STA, 17 March 2020 - The health authorities have issued recommendations for shops and other commercial premises to contain the spread of the novel coronavirus, saying that 20 m2 should be secured per each customer if more persons are present in the same room, and that people waiting in a queue should keep a distance of at least two metres.

Issuing the recommendations on Tuesday, the National Public Health Institute (NIJZ) said that auxiliary rooms, such as warehouses, bathrooms and locker rooms, did not count as the area used to determine the capacity under the recommendations.

The NIJZ added that, while it was possible to avoid close contact in rooms larger than 100 m2, businesses and institutions are recommended not to bring the recommended area reserved for one customer below 15 m2.

Distance between people waiting in a queue in front of a counter should be at least two metres, and owners of business premises are urged to determine the largest possible number of customers relative to the outlay and capacity of the room.

They are also recommended to perform all work that could be performed outside the opening hours when customers are not present in the room, which also need to be properly and regularly ventilated.
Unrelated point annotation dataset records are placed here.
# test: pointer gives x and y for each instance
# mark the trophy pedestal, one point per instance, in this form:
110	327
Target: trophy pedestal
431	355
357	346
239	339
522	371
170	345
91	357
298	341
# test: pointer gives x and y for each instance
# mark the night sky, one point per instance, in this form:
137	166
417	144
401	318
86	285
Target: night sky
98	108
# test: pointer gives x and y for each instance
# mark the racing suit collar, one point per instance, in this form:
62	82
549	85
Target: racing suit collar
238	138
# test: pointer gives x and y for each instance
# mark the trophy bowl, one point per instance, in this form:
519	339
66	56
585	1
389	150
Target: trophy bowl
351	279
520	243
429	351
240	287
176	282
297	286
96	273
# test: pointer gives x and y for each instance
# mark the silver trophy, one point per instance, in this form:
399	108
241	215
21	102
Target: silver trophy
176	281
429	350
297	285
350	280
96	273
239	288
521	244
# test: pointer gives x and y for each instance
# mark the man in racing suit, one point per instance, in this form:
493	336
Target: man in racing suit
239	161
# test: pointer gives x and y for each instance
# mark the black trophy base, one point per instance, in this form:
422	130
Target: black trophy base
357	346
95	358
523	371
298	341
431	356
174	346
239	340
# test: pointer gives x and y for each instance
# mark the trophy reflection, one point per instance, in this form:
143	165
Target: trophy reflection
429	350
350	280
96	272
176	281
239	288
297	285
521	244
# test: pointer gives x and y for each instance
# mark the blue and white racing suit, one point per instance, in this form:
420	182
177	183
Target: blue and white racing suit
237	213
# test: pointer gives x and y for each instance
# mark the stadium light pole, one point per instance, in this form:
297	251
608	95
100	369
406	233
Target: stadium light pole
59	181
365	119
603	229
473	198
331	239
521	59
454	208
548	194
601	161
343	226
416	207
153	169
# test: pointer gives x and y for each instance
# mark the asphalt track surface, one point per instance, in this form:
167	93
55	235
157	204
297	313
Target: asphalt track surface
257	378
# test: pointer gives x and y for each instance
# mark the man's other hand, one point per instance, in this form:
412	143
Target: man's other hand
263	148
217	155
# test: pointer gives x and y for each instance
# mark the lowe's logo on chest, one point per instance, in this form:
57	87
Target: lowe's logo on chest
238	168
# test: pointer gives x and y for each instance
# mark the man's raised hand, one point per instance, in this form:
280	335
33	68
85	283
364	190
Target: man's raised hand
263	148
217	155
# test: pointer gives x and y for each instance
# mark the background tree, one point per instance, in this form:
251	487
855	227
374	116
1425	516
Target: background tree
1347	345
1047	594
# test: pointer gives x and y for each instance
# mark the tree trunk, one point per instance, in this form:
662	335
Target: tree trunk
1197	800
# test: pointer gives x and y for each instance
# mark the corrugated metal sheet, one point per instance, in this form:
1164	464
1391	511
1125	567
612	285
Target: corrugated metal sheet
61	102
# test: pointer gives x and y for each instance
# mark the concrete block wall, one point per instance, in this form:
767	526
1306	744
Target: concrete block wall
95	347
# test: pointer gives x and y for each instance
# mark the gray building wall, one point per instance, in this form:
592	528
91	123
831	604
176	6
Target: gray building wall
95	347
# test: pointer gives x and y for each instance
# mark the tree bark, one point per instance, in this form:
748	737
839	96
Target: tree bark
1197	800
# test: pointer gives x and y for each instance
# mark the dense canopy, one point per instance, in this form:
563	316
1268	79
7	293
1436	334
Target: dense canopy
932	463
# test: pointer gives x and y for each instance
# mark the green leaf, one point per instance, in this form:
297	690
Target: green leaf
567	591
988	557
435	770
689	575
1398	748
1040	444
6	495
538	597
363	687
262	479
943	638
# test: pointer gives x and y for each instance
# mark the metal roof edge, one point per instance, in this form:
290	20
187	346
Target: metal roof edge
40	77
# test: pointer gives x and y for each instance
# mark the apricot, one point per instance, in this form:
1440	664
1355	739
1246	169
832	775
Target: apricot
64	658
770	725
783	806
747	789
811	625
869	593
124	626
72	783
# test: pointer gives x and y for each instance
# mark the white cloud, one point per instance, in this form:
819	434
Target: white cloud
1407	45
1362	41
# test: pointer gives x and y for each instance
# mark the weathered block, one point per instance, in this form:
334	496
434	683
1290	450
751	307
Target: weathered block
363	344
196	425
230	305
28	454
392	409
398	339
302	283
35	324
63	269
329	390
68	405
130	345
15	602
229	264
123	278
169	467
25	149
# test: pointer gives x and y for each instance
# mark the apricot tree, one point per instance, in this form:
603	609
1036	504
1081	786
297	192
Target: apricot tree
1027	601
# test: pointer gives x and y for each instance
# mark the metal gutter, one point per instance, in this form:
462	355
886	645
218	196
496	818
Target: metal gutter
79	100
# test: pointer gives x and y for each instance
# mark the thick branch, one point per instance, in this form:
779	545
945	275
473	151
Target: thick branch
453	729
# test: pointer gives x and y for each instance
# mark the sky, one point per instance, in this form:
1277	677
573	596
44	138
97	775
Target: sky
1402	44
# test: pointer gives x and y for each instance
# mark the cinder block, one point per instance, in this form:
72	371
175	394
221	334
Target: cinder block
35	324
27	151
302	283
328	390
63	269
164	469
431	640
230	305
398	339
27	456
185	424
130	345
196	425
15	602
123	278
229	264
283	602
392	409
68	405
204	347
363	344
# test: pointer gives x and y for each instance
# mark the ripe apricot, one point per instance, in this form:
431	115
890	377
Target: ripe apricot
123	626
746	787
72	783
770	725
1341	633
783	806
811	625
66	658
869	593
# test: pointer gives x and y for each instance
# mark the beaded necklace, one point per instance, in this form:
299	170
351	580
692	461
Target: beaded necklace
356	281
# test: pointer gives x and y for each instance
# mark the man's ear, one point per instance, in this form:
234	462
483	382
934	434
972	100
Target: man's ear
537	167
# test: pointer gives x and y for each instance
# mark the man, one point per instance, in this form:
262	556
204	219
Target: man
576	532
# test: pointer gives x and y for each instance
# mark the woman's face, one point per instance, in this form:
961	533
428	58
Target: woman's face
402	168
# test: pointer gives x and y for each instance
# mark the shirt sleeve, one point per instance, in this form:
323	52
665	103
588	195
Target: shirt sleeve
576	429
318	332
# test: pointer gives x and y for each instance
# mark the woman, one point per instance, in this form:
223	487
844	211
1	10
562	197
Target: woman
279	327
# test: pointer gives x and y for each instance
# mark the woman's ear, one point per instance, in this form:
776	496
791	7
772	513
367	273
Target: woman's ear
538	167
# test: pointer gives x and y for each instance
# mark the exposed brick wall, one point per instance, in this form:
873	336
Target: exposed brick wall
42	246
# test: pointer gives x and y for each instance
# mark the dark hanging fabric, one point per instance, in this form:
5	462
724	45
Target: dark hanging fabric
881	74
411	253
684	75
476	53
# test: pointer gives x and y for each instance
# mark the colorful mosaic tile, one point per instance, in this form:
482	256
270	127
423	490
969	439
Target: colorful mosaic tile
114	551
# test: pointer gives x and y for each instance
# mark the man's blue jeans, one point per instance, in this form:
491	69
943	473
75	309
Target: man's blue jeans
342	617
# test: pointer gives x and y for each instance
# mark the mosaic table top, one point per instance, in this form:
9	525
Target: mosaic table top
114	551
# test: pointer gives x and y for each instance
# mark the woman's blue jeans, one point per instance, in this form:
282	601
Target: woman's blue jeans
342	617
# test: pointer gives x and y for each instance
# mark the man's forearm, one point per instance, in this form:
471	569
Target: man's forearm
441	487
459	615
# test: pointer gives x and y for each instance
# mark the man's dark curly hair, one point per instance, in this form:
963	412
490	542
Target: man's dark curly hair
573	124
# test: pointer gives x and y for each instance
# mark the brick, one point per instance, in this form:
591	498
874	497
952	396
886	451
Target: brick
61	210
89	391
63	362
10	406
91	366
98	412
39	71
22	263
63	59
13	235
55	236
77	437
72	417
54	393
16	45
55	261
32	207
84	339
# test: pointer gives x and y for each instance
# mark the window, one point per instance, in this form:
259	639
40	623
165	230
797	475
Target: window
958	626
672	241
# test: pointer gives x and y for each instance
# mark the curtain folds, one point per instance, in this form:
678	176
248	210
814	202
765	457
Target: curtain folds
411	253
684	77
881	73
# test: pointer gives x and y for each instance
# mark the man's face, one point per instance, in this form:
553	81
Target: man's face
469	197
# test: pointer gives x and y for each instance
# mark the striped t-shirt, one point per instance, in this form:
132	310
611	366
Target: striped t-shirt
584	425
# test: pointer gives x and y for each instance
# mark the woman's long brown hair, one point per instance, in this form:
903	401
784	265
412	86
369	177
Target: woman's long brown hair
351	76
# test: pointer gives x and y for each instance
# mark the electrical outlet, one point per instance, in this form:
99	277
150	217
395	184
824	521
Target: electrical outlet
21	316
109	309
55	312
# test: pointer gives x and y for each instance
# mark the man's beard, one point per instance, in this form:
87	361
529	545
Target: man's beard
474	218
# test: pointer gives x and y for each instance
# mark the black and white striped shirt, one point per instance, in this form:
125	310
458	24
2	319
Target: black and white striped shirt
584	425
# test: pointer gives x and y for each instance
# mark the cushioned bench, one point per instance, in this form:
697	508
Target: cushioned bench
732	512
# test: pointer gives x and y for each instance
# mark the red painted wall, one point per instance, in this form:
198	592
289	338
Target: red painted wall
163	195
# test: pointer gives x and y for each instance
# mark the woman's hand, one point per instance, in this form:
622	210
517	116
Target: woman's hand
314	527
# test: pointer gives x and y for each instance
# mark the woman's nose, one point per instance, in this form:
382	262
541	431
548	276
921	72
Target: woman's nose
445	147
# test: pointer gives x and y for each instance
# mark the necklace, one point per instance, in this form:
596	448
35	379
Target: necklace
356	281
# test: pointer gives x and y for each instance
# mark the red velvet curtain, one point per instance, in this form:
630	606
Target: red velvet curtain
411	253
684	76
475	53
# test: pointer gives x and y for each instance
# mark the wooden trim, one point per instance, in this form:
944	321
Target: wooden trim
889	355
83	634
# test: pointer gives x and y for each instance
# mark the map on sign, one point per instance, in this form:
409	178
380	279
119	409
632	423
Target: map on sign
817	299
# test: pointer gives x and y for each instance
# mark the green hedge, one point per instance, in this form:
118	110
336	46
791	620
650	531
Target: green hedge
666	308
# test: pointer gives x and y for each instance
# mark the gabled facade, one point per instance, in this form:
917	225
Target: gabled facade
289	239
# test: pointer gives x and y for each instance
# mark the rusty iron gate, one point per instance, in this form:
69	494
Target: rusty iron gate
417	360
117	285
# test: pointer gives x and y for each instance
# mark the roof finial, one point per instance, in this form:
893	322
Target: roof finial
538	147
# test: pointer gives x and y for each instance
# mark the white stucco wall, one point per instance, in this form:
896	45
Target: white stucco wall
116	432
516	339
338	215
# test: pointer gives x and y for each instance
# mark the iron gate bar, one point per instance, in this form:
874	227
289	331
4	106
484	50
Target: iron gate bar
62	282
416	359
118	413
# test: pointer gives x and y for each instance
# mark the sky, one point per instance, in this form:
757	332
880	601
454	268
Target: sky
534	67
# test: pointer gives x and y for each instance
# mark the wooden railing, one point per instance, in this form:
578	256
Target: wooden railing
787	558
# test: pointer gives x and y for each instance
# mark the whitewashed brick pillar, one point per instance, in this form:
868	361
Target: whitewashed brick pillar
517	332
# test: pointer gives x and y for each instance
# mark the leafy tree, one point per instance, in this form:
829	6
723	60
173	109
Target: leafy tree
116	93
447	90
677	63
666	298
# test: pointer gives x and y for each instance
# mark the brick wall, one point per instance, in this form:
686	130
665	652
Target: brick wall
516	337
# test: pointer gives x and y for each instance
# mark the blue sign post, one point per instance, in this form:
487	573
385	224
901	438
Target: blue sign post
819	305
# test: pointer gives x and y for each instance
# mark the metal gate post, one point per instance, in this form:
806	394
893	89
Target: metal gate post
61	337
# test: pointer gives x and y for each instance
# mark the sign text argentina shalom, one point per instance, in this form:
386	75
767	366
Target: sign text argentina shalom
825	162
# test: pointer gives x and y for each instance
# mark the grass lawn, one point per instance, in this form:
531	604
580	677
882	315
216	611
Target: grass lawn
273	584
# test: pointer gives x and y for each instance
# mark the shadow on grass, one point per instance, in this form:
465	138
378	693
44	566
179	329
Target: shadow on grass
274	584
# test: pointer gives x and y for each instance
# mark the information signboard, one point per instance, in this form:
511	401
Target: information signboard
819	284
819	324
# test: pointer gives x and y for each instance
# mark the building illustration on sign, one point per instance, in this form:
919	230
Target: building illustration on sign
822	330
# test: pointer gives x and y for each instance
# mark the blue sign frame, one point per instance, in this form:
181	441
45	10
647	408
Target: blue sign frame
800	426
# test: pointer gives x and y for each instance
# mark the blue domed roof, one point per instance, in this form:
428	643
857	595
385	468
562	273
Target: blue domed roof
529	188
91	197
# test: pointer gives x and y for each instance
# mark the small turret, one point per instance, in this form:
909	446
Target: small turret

Shopping trolleys and baskets and other items which get in contact with customers should be regularly cleaned and sanitized. Customers are meanwhile advised to use disposable gloves when shopping.

The NIJZ said that there was no evidence that infection with the new coronavirus was transferred by pets, livestock or food, adding that there were no reports about risks when handling or consuming raw food.

It also advised consumers to resort to alternative methods, such as on-line shopping and delivery, as much as possible.